Adult Sprague Dawley rats were killed, corneas were excised, and frozen sections were prepared. Mono–specific antibodies against phospho–tyrosine 845, 992 and 1068 were used with standard immunofluorescence techniques to localize the antibodies.
No Tyr1068 was observed in unwounded rat corneal epithelium. Surprisingly, both Tyr845 and Tyr992 were phosphorylated in unwounded tissue. Phospho–Tyr992 was localized in the majority of the basal cells in the limbal epithelium. In central cornea, phospho–Tyr992 was present throughout the cell layers with the highest levels in the basal layer. In contrast, phospho–Tyr845 was present in a distinct subset (less than 50%) of basal cells in the limbal epithelium. A similar pattern was present in central cornea. Both phospho–Tyr992 and phospho–Tyr845 appeared to be localized primarily in the cell membrane.

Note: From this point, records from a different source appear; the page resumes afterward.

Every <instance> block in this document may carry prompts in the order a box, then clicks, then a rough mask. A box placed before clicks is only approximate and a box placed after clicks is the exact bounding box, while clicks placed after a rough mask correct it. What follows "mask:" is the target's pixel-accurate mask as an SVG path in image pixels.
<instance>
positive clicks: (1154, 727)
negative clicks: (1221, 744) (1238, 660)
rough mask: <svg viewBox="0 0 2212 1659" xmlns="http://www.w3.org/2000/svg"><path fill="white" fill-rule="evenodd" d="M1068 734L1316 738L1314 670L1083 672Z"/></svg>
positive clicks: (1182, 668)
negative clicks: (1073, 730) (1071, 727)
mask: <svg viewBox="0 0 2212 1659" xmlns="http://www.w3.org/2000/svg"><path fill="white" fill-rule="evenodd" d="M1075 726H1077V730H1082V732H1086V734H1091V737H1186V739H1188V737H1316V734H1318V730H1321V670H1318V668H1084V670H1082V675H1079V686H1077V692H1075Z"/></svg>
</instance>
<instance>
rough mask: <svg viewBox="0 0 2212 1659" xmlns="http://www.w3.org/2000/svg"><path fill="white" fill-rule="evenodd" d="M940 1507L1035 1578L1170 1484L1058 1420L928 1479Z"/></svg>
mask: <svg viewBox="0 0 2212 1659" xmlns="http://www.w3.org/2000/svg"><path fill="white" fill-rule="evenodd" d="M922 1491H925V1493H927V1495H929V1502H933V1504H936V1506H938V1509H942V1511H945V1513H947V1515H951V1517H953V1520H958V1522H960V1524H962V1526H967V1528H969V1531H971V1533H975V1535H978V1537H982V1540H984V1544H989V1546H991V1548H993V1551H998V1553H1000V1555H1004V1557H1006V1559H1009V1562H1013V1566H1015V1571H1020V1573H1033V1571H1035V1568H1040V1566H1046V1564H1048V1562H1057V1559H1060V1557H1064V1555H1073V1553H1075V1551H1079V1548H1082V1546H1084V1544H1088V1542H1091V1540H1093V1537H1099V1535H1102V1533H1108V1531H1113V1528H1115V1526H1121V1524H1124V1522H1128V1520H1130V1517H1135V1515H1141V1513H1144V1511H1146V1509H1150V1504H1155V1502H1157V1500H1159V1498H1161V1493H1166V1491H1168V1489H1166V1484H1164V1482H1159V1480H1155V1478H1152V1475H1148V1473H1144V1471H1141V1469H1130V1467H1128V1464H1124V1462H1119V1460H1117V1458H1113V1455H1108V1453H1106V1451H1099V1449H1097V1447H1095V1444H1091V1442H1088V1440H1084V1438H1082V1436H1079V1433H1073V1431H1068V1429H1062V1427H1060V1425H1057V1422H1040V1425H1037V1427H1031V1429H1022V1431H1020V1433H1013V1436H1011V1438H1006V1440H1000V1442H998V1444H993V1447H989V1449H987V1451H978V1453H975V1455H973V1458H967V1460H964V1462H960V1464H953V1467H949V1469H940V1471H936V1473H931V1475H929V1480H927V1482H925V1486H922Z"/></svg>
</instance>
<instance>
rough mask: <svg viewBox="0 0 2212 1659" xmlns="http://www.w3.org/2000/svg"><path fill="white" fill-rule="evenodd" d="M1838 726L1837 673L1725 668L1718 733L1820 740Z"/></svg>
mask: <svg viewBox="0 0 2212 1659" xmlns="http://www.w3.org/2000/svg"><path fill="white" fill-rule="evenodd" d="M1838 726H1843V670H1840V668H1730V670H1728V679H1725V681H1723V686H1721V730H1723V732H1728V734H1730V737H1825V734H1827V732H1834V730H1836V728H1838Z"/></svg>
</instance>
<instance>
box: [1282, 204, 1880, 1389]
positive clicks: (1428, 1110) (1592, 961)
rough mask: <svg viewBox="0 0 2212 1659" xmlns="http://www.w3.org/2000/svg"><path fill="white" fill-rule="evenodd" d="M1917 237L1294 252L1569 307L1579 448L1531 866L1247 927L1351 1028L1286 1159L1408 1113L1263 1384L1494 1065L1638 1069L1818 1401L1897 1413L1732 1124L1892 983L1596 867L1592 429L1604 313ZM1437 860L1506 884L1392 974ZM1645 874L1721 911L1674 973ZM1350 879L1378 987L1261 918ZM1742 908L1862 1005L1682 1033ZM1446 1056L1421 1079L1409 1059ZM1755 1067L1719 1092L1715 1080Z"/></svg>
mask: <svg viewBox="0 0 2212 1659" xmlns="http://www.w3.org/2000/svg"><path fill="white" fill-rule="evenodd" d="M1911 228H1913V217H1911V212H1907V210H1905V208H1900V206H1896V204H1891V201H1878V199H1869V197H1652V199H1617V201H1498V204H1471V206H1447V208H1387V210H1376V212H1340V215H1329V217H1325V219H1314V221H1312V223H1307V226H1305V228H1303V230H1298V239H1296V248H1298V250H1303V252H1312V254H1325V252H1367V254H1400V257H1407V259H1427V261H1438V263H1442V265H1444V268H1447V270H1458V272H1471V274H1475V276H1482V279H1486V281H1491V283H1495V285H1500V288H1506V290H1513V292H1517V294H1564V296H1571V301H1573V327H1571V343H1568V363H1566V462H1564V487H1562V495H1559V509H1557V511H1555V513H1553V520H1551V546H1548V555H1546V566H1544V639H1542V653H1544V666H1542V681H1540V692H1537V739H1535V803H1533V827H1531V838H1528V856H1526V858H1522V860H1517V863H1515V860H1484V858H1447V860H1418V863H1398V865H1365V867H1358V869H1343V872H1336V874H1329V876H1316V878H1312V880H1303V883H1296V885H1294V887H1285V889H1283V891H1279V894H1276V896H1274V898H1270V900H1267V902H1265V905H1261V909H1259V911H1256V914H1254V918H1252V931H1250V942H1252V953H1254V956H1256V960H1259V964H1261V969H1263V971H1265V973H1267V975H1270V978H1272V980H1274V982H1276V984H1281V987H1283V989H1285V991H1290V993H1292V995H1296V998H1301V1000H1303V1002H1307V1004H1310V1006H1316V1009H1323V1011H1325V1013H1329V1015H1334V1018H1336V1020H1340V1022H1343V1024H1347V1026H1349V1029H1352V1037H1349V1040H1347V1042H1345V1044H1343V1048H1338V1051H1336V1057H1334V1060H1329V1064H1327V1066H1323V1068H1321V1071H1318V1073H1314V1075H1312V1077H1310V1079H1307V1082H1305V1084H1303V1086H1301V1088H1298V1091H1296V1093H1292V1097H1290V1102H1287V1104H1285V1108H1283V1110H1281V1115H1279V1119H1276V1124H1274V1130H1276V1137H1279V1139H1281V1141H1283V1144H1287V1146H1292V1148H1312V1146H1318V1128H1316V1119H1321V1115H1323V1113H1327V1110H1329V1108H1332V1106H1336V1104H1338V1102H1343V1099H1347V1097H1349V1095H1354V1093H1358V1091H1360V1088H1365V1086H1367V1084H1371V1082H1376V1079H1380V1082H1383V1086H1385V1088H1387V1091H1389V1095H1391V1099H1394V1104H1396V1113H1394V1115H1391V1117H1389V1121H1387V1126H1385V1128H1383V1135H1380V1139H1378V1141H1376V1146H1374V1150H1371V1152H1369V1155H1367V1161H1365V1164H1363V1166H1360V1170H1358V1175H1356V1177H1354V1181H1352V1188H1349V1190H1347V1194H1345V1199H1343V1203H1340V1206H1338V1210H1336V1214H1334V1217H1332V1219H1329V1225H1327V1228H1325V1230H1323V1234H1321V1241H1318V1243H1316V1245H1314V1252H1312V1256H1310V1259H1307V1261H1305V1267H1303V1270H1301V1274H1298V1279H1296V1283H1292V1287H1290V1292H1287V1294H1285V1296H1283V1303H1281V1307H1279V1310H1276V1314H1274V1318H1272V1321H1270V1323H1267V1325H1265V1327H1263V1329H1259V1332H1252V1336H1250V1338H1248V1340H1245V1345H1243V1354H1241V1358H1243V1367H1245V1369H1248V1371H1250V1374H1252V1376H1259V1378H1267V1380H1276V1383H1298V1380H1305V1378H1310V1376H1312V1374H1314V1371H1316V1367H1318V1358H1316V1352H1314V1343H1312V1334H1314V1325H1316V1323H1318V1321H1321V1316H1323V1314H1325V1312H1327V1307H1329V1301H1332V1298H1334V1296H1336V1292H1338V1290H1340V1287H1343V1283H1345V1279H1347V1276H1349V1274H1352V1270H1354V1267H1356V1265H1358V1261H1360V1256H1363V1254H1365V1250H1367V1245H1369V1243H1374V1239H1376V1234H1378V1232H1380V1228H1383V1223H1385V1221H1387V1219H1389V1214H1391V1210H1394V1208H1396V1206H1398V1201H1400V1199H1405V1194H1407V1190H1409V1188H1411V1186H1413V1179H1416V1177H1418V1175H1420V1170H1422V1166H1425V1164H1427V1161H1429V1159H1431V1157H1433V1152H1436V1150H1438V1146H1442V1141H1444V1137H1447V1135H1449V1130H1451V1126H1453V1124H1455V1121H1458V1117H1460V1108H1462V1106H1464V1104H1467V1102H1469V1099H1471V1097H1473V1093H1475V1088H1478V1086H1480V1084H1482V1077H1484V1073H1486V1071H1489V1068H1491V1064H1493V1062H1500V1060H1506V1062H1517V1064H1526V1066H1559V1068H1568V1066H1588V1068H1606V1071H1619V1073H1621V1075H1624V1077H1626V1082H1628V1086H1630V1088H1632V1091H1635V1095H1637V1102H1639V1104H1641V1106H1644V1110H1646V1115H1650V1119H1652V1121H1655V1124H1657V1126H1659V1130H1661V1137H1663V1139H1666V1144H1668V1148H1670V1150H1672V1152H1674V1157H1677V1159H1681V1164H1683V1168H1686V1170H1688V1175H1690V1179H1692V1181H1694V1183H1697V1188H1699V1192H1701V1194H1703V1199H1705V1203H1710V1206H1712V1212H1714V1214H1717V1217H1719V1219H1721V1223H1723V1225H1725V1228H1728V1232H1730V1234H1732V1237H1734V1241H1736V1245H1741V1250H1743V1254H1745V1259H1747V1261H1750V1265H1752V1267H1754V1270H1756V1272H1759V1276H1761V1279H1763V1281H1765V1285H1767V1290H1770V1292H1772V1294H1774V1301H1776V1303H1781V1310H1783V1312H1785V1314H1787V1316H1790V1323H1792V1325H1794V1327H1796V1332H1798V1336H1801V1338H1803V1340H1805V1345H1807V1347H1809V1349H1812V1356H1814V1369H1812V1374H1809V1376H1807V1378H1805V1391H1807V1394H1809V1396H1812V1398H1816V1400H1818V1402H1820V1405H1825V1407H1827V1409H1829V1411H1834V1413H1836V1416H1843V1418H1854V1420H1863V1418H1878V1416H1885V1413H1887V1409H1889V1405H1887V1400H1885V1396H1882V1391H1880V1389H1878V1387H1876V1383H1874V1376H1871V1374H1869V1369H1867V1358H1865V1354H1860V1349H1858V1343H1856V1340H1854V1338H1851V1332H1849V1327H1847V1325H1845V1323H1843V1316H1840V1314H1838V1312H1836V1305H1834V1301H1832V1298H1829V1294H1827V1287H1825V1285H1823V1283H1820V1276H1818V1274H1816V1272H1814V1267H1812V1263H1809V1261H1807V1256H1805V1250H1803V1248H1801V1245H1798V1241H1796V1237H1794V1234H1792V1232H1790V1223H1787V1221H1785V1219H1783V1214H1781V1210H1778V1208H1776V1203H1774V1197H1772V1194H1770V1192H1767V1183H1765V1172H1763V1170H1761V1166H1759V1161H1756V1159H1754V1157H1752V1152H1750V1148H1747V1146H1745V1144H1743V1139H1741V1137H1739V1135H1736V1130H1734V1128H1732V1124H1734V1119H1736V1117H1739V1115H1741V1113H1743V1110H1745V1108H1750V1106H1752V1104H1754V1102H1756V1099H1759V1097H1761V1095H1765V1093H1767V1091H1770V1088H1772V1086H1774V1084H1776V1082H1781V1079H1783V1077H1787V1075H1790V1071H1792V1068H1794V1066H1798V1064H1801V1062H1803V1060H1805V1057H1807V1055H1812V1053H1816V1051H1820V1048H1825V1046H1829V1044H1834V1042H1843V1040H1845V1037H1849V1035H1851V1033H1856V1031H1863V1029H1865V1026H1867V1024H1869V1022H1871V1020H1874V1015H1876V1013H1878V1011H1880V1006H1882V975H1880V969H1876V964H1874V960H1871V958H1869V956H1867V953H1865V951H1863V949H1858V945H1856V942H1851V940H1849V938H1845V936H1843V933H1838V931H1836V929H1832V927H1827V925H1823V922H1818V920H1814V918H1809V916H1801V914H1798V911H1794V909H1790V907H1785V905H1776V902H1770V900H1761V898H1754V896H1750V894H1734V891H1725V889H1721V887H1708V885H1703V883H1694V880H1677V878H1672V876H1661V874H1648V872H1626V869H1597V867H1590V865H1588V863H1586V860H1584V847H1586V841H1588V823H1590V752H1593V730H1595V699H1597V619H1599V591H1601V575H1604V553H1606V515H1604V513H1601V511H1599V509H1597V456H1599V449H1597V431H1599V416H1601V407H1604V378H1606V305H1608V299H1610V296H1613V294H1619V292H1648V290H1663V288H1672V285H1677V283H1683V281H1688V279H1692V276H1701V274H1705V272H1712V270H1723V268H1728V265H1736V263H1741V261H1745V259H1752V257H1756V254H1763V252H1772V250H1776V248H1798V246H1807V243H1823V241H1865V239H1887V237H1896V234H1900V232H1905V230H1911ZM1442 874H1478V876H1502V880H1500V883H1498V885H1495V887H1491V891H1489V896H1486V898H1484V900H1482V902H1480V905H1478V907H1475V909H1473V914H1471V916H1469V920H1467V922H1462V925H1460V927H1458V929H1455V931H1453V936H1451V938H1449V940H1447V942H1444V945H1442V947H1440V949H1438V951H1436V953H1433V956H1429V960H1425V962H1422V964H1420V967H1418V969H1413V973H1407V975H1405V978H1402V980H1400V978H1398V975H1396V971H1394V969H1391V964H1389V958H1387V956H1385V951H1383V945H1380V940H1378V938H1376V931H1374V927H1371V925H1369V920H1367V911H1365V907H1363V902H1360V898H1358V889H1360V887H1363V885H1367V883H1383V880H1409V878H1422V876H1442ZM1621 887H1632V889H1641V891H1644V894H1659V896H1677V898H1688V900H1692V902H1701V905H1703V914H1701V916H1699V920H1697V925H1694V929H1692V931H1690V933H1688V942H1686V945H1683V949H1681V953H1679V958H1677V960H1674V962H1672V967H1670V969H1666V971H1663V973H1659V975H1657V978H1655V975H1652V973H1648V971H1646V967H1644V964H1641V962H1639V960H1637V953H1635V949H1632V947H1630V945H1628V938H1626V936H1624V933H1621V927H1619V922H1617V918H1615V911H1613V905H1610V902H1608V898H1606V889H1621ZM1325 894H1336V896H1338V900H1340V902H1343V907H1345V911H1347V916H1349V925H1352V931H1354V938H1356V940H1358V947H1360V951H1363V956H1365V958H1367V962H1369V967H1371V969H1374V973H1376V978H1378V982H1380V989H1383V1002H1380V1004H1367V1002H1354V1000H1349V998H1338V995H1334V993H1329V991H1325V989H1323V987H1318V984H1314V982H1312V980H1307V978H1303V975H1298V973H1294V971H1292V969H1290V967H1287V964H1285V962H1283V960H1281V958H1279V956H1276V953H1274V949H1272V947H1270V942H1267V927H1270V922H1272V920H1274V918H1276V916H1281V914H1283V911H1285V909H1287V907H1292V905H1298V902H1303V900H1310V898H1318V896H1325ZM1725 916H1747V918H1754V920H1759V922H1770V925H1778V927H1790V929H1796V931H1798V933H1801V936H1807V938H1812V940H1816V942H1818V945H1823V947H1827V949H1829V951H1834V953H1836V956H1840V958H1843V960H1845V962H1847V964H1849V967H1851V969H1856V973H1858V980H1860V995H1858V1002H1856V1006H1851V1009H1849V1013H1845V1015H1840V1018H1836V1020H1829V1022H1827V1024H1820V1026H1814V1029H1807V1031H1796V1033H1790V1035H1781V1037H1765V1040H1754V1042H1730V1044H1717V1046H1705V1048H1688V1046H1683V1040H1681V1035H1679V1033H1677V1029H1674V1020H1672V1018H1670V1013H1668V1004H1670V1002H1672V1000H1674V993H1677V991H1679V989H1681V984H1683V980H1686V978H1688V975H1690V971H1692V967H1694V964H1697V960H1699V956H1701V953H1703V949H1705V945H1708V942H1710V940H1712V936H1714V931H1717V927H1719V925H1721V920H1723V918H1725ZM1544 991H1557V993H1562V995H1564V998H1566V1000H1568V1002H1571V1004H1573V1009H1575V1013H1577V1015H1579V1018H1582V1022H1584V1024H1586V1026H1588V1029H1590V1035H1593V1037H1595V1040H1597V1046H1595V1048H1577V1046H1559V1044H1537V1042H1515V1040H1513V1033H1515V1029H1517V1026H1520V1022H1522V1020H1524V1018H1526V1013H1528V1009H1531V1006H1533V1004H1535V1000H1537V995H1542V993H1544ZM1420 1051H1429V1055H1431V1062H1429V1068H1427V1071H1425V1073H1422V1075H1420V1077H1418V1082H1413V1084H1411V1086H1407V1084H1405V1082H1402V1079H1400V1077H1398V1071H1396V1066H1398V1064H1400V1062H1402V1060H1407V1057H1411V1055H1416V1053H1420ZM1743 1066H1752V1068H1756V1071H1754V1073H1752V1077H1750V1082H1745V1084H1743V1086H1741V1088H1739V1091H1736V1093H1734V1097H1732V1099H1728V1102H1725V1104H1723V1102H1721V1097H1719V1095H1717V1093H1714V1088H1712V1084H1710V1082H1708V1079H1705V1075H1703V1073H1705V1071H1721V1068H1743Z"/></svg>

Activated EGFR is present in unwounded rat corneal epithelium. This activation appears to be on specific tyrosine residues. Since different tyrosine residues provide binding sites for a variety of proteins involved in different signaling pathways, these results may indicate differential activation of the pathways. The expression pattern of phospho–Tyr992 and phospho–Tyr845 may also reflect the proliferative and differentiation state of the cells.